На четвертый день, вернувшись из школы, я застала у нас бабушку. Ей исполнилось семьдесят четыре года. Она жила довольно далеко от города, в маленьком поселке Вильбергене, зажатом между небольшими голыми холмами. Селились там только цветочницы и рыночные уборщицы. Уже к концу мая вся зелень в поселке бывала оборвана, на холмах нельзя было найти ни единой соломинки, ни одного подснежника. Солома и трава собрана, окрашена, продана и красуется в вазах городских дам, рядом с гипсовыми статуэтками и копилками. Хвоя, еловые ветки, можжевельник — все продано. И если бы не возделанные клочки земли вокруг домов, поселок походил бы на пустыню. Маленькие домики, маленькие клочки земли, маленькие цветы.

Сажать кусты и деревья не имело смысла. У каждого домика — резеда и душистый горошек. Только они и росли в поселке. Более дорогие цветы большими возами поставляли на рынок садовники. Сосны и лиственные деревья по всей округе были так искривлены, словно застыли в муках после всех невзгод, которые им пришлось пережить.

Деревья, как и люди, подчас имеют свою судьбу. Дерево приковано к месту, на котором растет, оно совершенно беззащитно. Неимущий грабит того, кто привязан корнями к земле. Все зависит от прочности корней. Даже ветры не вполне свободны. Даже они не могут дуть, куда им вздумается. Еще иудейский царь с больной селезенкой утверждал это, и ему верили, потому что он был царем.

— Этой ночью обломали мою рябину, — сказала бабушка, накладывая мне картошку со шпиком (матери дома не было). У бабушки росла рябина и шалфей, несколько крокусов и «девица в зеленом». И каждый год, как ни сторожила она свой маленький садик, цветы воровали и увозили на рынок. Воры обламывали кусты персидской сирени, считавшейся в Вильбергене редкостью. Цветочницы просто не могли спокойно смотреть, как сирень стояла во всем своем великолепии среди всеобщего запустения. Ведь для них это был хлеб, газета, чашка кофе или что-нибудь еще, столь же необходимое. Бабушка всякий раз сплевывала через левое плечо, когда встречала торговку цветами, подозрительно косилась на ее корзину и не отвечала на приветствие.

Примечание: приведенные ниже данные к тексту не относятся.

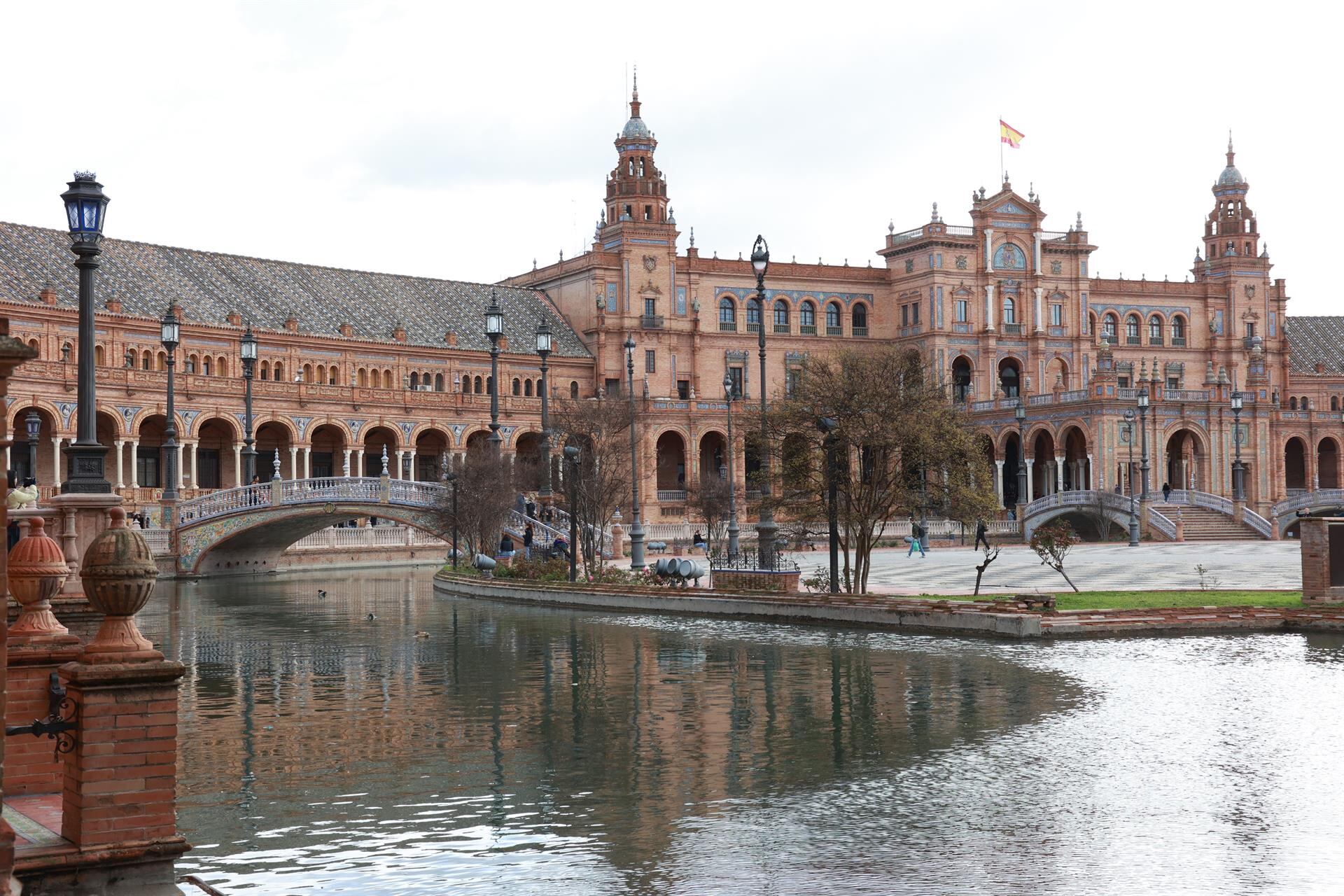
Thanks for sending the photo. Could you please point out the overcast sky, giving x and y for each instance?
(464, 141)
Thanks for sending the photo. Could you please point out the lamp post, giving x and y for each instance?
(249, 354)
(1142, 437)
(34, 422)
(830, 442)
(1021, 414)
(636, 527)
(1133, 516)
(169, 333)
(734, 531)
(766, 528)
(543, 348)
(451, 479)
(571, 457)
(85, 211)
(1238, 470)
(493, 330)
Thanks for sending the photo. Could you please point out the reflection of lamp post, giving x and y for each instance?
(543, 348)
(34, 422)
(1133, 516)
(636, 527)
(493, 330)
(766, 528)
(85, 210)
(571, 457)
(734, 532)
(249, 355)
(1238, 470)
(1142, 437)
(831, 441)
(171, 337)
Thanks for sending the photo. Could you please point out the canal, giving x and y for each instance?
(523, 750)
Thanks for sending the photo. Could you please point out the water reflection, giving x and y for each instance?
(524, 750)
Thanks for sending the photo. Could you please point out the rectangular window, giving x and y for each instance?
(736, 375)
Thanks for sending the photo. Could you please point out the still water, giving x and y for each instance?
(519, 750)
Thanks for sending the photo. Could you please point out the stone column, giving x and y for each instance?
(118, 482)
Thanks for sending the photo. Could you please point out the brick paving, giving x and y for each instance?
(1093, 567)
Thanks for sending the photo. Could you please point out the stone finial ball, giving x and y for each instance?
(118, 568)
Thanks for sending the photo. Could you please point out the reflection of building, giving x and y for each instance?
(1003, 308)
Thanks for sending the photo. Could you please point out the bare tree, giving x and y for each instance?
(600, 429)
(484, 498)
(904, 448)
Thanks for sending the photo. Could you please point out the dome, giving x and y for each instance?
(636, 130)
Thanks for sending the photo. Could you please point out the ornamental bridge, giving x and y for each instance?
(246, 530)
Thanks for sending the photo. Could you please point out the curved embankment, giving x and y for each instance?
(996, 618)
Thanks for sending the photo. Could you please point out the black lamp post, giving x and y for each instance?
(249, 355)
(766, 528)
(1238, 470)
(451, 477)
(1142, 437)
(571, 457)
(831, 444)
(1133, 516)
(734, 531)
(493, 330)
(85, 211)
(543, 348)
(1021, 414)
(169, 333)
(34, 422)
(636, 527)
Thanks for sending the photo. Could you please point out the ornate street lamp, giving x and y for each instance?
(831, 442)
(733, 489)
(1238, 470)
(248, 352)
(493, 330)
(34, 422)
(766, 528)
(543, 348)
(1142, 437)
(169, 333)
(1133, 514)
(1021, 413)
(636, 527)
(85, 211)
(571, 457)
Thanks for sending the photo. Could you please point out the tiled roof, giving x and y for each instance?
(211, 285)
(1316, 340)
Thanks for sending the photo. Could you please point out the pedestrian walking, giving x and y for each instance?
(981, 533)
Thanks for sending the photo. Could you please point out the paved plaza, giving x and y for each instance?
(1093, 567)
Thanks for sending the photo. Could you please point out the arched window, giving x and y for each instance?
(834, 318)
(859, 320)
(1009, 257)
(727, 315)
(753, 315)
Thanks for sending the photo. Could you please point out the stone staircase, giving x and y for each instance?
(1206, 524)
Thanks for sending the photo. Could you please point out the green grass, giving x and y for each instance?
(1152, 599)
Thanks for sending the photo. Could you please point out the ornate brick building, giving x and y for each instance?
(1002, 307)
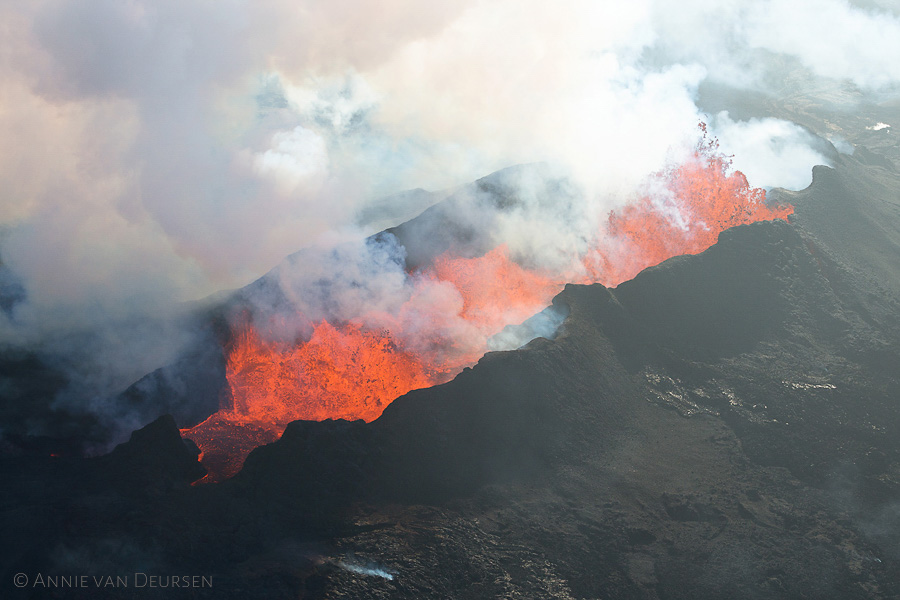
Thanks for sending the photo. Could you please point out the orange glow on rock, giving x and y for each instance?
(346, 371)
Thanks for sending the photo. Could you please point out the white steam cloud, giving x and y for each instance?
(157, 152)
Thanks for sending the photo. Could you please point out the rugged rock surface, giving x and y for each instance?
(722, 426)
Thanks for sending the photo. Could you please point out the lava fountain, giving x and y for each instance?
(352, 370)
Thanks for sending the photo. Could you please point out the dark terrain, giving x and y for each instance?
(725, 425)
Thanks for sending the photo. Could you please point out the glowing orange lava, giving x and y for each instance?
(348, 371)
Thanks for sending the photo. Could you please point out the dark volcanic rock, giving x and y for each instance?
(723, 426)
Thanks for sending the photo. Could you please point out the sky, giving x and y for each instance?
(157, 152)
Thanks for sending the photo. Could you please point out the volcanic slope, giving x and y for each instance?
(724, 425)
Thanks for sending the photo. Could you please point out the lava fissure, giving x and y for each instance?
(353, 370)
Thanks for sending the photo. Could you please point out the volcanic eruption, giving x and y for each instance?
(348, 369)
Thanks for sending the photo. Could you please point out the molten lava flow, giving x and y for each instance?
(700, 200)
(345, 373)
(354, 370)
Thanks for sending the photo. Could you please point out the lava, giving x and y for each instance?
(352, 371)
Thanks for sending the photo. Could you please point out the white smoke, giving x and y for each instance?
(157, 152)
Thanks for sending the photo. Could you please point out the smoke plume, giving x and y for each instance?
(158, 152)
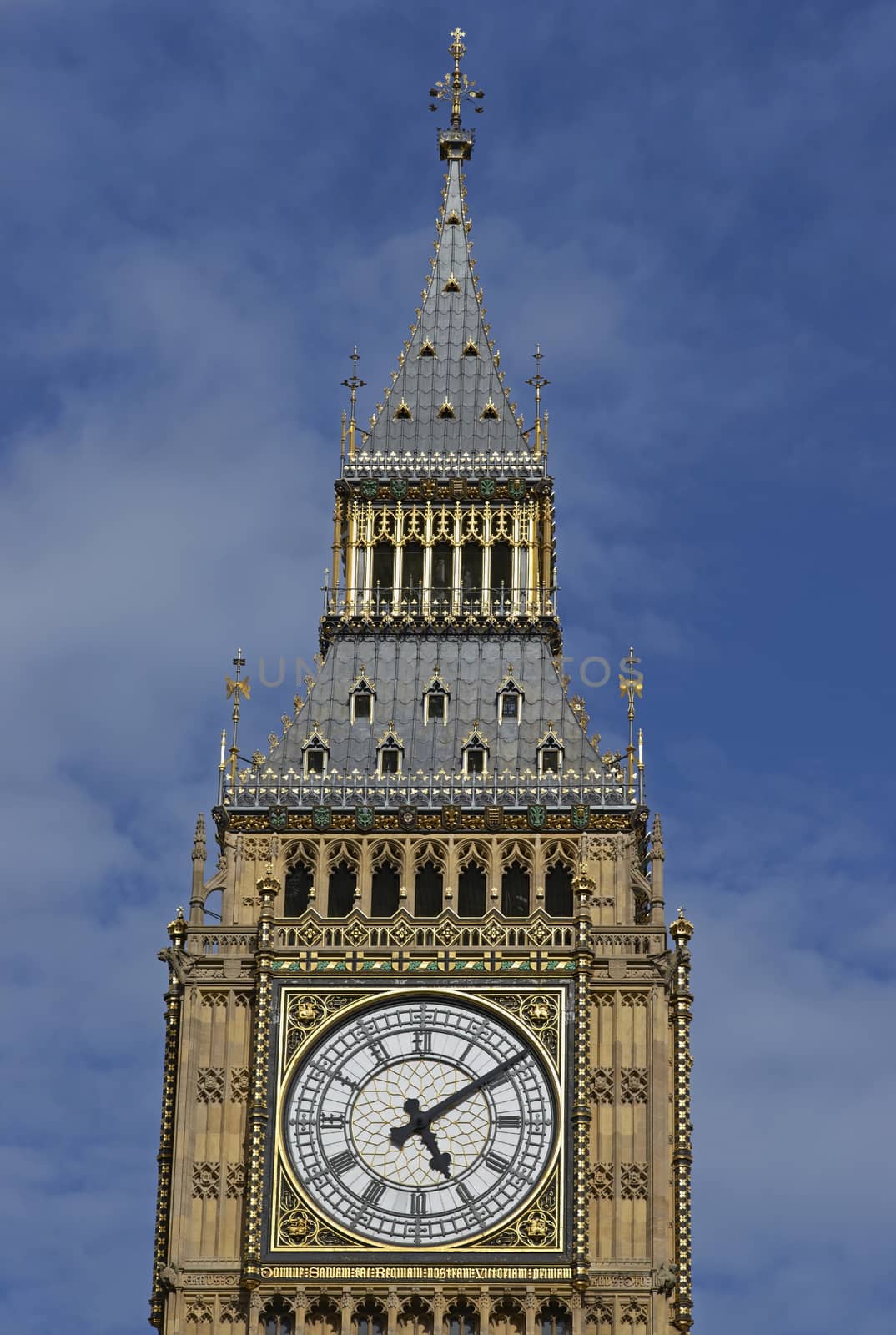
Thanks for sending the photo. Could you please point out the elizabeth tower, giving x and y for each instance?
(430, 1072)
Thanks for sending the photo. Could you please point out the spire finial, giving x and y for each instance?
(238, 688)
(537, 382)
(455, 87)
(631, 685)
(353, 385)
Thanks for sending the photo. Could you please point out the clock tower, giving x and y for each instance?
(430, 1072)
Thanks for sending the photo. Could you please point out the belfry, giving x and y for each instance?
(430, 1072)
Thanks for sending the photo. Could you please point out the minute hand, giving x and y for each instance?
(398, 1135)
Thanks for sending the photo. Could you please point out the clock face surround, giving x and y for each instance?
(420, 1121)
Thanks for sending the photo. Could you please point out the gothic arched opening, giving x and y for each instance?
(342, 889)
(501, 576)
(427, 891)
(297, 889)
(384, 891)
(277, 1318)
(471, 891)
(558, 891)
(555, 1319)
(462, 1319)
(515, 891)
(370, 1319)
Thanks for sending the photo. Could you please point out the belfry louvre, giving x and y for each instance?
(429, 1075)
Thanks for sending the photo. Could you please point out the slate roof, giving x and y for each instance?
(471, 671)
(451, 318)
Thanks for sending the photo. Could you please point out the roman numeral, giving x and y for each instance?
(342, 1161)
(373, 1191)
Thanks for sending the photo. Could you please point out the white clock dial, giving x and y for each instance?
(420, 1121)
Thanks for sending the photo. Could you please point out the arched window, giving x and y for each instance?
(555, 1319)
(278, 1318)
(515, 891)
(342, 889)
(211, 907)
(508, 1318)
(427, 891)
(501, 577)
(370, 1319)
(413, 576)
(298, 887)
(322, 1318)
(415, 1318)
(558, 891)
(384, 573)
(471, 574)
(471, 891)
(442, 576)
(384, 891)
(462, 1319)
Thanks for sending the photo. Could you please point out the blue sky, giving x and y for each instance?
(691, 206)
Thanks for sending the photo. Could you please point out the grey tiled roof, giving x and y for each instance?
(449, 322)
(471, 669)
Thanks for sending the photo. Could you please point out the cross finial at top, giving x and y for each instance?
(456, 86)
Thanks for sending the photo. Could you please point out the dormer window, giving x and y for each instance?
(315, 754)
(551, 754)
(390, 753)
(509, 700)
(475, 749)
(434, 709)
(511, 707)
(389, 760)
(551, 760)
(360, 700)
(315, 760)
(475, 760)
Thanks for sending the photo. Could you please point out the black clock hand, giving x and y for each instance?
(420, 1121)
(440, 1161)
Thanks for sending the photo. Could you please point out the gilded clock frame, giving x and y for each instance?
(305, 1010)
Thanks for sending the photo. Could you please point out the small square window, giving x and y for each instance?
(551, 760)
(314, 761)
(389, 758)
(476, 760)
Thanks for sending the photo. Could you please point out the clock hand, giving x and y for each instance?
(420, 1121)
(440, 1161)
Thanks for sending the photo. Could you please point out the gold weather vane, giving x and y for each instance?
(456, 86)
(353, 385)
(537, 382)
(239, 689)
(632, 687)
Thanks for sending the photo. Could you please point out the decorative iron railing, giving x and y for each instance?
(444, 464)
(607, 789)
(378, 601)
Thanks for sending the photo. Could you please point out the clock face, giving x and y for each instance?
(420, 1121)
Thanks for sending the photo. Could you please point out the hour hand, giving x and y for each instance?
(417, 1121)
(440, 1159)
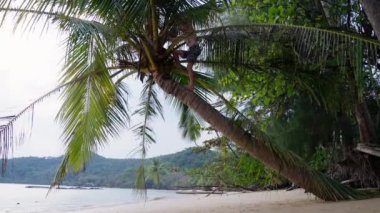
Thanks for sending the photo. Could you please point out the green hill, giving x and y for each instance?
(104, 172)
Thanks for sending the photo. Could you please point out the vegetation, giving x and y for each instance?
(109, 41)
(104, 172)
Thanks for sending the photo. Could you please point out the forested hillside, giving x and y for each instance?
(106, 172)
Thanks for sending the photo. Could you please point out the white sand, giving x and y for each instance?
(258, 202)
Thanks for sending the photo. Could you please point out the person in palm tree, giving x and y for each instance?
(191, 54)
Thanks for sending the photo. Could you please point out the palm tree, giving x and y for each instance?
(111, 40)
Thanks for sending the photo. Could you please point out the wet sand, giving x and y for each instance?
(258, 202)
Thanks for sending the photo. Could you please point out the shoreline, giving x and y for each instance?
(258, 202)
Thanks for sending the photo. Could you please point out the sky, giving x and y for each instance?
(30, 65)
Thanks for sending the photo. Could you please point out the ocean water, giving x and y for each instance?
(18, 198)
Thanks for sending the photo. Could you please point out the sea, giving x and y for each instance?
(20, 198)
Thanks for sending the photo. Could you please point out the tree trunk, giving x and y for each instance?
(372, 9)
(286, 163)
(365, 123)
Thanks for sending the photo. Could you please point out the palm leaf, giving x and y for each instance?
(233, 45)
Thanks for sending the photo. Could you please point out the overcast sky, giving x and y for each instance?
(30, 65)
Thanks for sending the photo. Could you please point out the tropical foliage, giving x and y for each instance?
(109, 41)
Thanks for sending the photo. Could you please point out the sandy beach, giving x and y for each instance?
(258, 202)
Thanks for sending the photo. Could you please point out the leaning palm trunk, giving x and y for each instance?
(285, 162)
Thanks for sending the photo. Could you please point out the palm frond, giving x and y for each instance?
(148, 108)
(91, 111)
(234, 45)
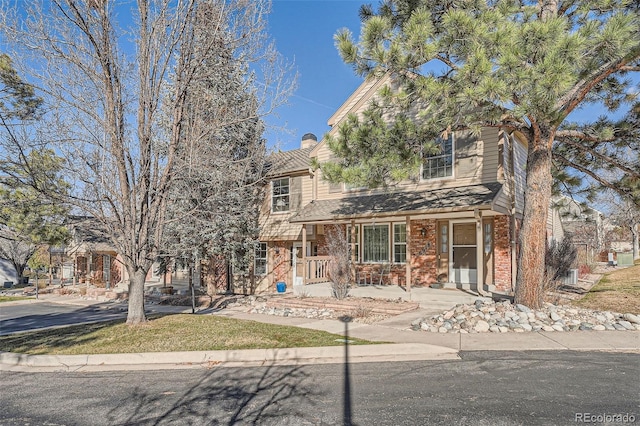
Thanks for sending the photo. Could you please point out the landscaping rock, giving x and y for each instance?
(634, 319)
(501, 317)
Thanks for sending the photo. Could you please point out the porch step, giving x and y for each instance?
(341, 305)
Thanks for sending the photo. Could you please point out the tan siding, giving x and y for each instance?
(476, 162)
(307, 189)
(276, 226)
(554, 225)
(468, 155)
(490, 161)
(502, 203)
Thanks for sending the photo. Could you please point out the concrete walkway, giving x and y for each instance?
(402, 344)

— Обломали всю рябину, подавиться бы им ею, — ворчала бабушка, пока я ела. Но, поняв, что мне это не очень-то интересно, она заговорила уже менее воинственно:

— Ну, как твои дела в новой школе?

Я рассказала про то, как все замечательно, и про учительницу, и про Ханну.

— Это что еще за Ханна? — резко и удивленно спросила бабушка.

— Да… они… Ее мама Метельщица Мина, — ответила я смущенно.

По дряблым щекам бабушки разлилась краска, но она не сказала ни слова. Я испугалась. Господи, опять что-то не так! Как будто Ханна виновата, что ее мать продает метелки и живет в богадельне! Тут уж я рассердилась на бабушку.

— Ханна хорошая! — крикнула я вызывающе.

Никакого ответа.

— Остальные ребята тоже ее любят. (На самом деле это было не совсем так, но чего не скажешь для пущей убедительности!)

— Делай-ка лучше свои уроки, — все еще мрачно ответила бабушка.

Она всегда была добра ко мне и очень привязалась к матери. Моего отчима, а своего племянника и воспитанника, сна считала самым ничтожным существом на свете. Нет, она не была пристрастной. Но все-таки, как она говорила, своя кровь — это своя кровь.

— Бедная Гедвиг! — частенько вздыхала она. — Он и не мог стать другим при такой матери, какая была у него. А отец? Его никогда не видели трезвым.